Something important happens here. Claude Code wants to use a tool — specifically, it wants to list the files in the current directory. Before it does that, it shows you a prompt asking for your permission. It displays the tool it wants to use and the parameters, then waits for your approval.

This is the permission system. Claude Code never takes action on your system without showing you what it plans to do first. You can:

  • Allow the action (press Enter or type "y")
  • Deny the action (type "n")
  • Allow all similar actions for the rest of the session

For now, allow the action. Claude Code lists the files and then tells you what it found. If you are in your Obsidian vault, it should mention the test note and the Stack Versions note.

Understand tool use

Claude Code is not just a text generator. It has access to tools — specific actions it can perform on your system. The most common tools are:

  • Read: Read the contents of a file
  • Write: Create a new file or overwrite an existing one
  • Edit: Make a targeted change to part of a file
  • Bash: Run a terminal command
  • Glob: Search for files by name or pattern
  • Grep: Search for text inside files

When Claude Code wants to use a tool, it shows you the tool name, the parameters (like which file it wants to read), and waits for your approval. You decide whether to allow or deny each action. This is the control loop that makes Claude Code safe to use — it proposes, you approve, it executes.

Have a real conversation

Ask something more substantial:

```
Read the Stack Versions note in this vault and tell me what is in it.
```

Claude Code will use the Read tool to open the file and then describe its contents. Allow the tool use when prompted.
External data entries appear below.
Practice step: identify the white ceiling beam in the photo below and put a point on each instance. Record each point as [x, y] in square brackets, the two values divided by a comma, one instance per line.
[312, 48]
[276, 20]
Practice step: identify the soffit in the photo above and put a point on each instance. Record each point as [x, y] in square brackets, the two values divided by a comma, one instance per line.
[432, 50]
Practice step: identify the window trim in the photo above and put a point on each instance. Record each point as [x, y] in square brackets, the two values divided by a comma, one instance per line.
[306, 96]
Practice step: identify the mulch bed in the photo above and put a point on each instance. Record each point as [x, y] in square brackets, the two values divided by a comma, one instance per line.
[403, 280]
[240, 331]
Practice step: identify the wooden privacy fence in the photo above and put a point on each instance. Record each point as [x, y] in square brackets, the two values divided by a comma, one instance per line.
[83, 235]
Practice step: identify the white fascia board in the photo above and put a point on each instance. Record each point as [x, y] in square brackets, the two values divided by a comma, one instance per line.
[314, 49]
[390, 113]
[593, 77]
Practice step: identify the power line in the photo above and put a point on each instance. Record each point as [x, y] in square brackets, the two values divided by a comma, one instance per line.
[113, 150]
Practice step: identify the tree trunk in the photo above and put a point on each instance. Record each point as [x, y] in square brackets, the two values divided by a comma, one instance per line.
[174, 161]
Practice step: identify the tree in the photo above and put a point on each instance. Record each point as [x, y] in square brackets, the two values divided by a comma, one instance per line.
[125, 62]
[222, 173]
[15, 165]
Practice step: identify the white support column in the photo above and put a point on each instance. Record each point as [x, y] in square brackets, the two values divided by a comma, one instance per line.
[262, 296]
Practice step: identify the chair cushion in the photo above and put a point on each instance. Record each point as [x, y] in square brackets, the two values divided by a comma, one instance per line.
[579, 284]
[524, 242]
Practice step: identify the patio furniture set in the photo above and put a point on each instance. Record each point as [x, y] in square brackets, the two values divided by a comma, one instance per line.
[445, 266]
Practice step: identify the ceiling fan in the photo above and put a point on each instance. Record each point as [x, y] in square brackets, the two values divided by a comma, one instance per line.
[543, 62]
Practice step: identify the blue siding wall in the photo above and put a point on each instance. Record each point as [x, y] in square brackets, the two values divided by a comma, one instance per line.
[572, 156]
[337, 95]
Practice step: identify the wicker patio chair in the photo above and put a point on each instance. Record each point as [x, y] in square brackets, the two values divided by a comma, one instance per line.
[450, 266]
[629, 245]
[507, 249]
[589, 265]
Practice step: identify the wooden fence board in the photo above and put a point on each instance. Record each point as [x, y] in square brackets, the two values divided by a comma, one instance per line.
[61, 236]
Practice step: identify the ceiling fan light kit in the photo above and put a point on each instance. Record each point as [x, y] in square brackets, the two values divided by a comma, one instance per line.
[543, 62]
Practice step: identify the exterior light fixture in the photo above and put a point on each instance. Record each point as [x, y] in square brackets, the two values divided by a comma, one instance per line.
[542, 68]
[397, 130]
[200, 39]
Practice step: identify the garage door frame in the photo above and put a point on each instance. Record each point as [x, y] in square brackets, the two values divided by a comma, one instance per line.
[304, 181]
Try a few more questions. Ask Claude Code to explain something about the folder structure, or ask it a general question about your industry. Get comfortable with the rhythm: you ask, Claude proposes an action or responds directly, you approve if needed, and the conversation continues.

Exit Claude Code

When you are done, type /exit or press Ctrl+C to leave. Claude Code closes and you are back in your normal terminal prompt.

Failure modes and verification checks

The main failure mode is confusion about the permission prompts. If Claude Code asks to do something you do not understand, deny it and ask Claude Code to explain what it wants to do and why. It will explain in plain language. The other common issue is starting Claude Code in the wrong directory — if it cannot find your files, check which directory you are in.

Verification: you had at least one conversation where Claude Code used a tool (like reading a file) and you approved it. You understand the propose-approve-execute flow.

Implementation checklist

  • Navigate to your vault folder in the terminal.
  • Start Claude Code with the claude command.
  • Ask a simple question that does not use tools.
  • Ask a question that triggers tool use and observe the permission prompt.
  • Allow the tool use and review the result.
  • Exit Claude Code.

Immediate next action

Move to the next lesson. You are about to create, read, and modify files with Claude Code — the fundamental operations behind everything else in this course.

Exercise

Start Claude Code in your vault folder and ask it: "What would be a good folder structure for an agency vault?" Read the response but do not act on it yet — you will organize the vault properly in Module 10 with Claude Code's help. The point of this exercise is to practice having a conversation about your business. Notice whether the response is generic or specific to your situation. Since Claude Code has no context about your agency yet (no CLAUDE.md, no existing notes with business details), the response will be generic. That changes as you build the system through this course.